Боится кого-то. Ну, думаю, разберусь, и не такое бывало… А она мне: “Меня, говорит, враги хотят убить…” Какие, думаю, враги?

А она-то отвечает: “В булочной за мной наблюдают и специально в буханку ухо запекают, чтобы слышать все”. Эге, опять думаю, шутит! Ан нет. Потом позвонили ей – Сережу спрашивают, а она и говорит: “Сейчас позову”, а сама слушает, слушает, думает – притворяются, в трубке-то. Почтальону никогда не отопрет, а про соседок кажет, что они буравом стену сверлят, чтобы в темноте газ пустить. Я сначала думал, она меня так отшить хочет, а потом решил: а ну ее к лешему! Вдруг это еще заразное. Жалко, конечно.

Она красивая была. И зарабатывала прилично. Ты слушай, слушай.

Видать, не веришь, а вот знай – их все больше. Как кто поумней, так все – съехал. Молодой, не знаешь, а я вот узнал.

Глаза его сверкнули, и незаметно для себя он раздавил пальцами свою папиросу.

– Недавно узнал – сказали. Добрые люди сказали. Кто – не выдам.

Может, во всей стране три человека знают – да вот ты со мной…

Это спутник. Неизвестный спутник. Он летит и вычисляет по специальным локаторам всех ученых людей. Как вычислит – пускает луч. Бац! – и человек спекся. Тронулся. Только тот спасется, кто сможет защитить свою башку. И я обхитрил эту заразу, видишь (он, сняв с головы кепку, показал гладко выбритую голову), видишь -

/отражает!/ Отражает! Некоторые пытались зеркало на шапку присобачить… Но шапку снимешь – и бац! – ходит человек, как нормальный, – ан нет! Облучен! И сам не свой, а его жизнью управляют. Понял?!

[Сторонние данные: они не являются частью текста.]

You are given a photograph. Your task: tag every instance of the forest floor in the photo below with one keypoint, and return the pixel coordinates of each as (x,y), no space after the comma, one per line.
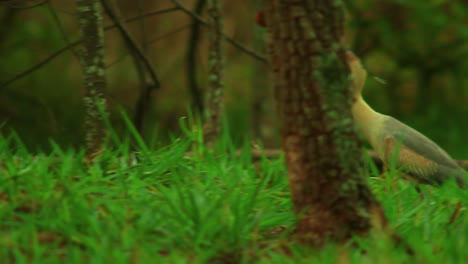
(169,207)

А теперь поклянись, что не скажешь никому!

Но я не сдержал клятву.

Сторож ушел пить свою яблочную наливку, а я сижу на крылечке и курю, прощаясь с дачей.

Весной здесь несколько иначе, но тоже пусто.

Лес прозрачен. Кто-то разбил большое зеркало, рассыпав осколки между берез. Березы растут вверх и вниз в окружении луж. Вниз и вверх.

Вода кругом.

Потом к костру у пруда, близ ржавого троллейбуса, подойдут мои соседи – юфти и груфти. Подойдут озабоченные хипы. Подойдет аппаратная комсомолка и дембель. Подойдет спортсменка и оперативник. И каждого будет по паре.

Осенью и зимой, в гулкой тишине умирающего леса…

И ежи исчезли. Совсем исчезли. Оставлен ежами. Обойден летом.